Wait, someone paid them for DNS before? It was many FREE DNS services since early 00's, I even will not say nothing about the domain names registrants who almost always (with literally few exceptions) provides free DNS.

Uh, paying for DNS isn't uncommon? Examples off the top of my head:

- Akamai DNS

- AWS Route 53

- Azure DNS

- Cloudflare (excluding personal/hobbyist plan)

- Google Cloud DNS

And many, many others. And I note the site you posted this comment on is using Route 53, so probably paid as I doubt their query volume would be in the free tier.

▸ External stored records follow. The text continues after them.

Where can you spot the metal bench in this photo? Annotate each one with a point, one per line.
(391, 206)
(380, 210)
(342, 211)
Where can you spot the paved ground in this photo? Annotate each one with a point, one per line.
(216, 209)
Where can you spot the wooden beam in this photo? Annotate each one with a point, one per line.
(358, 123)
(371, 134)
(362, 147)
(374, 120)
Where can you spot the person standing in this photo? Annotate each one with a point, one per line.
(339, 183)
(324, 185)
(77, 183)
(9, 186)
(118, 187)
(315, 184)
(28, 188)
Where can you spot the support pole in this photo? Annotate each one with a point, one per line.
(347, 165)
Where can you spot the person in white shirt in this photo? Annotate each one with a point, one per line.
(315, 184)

Paying for DNS for personal/hobby stuff is probably pretty uncommon, because like you say, most domain registrars will offer it for free. But commercial websites often will, particularly larger ones with serious traffic.

Domain Registrars usually have shitty, subpar DNS eg. without Anycast or DNSSEC.

If i have understood correctly, Anycast is not feature of DNS but a feature of BGP.

Otherwise, that is my observation also.

I believe they're referring to the DNS servers. The closer they are to the user, the faster a DNS resolution happens.

A good provider will have different locations across the world, and users connect to the nearest datacentre. The free DNS some domain registrars offer is, sometimes, hosted at one single location. If the server is in the US and the user is in Europe, you're adding 80-150ms to requests. If they use "anycast" servers, the user could connect to a server 1-20ms away.

Amazon Route 53 is $0.40 per million DNS queries - which would terrify me if I used it, considering a typical 10Gbit server connection hosted at a unscrupulous ASN with no egress IP filtering is capable of sending a million DNS requests per second from random spoofed IP addresses.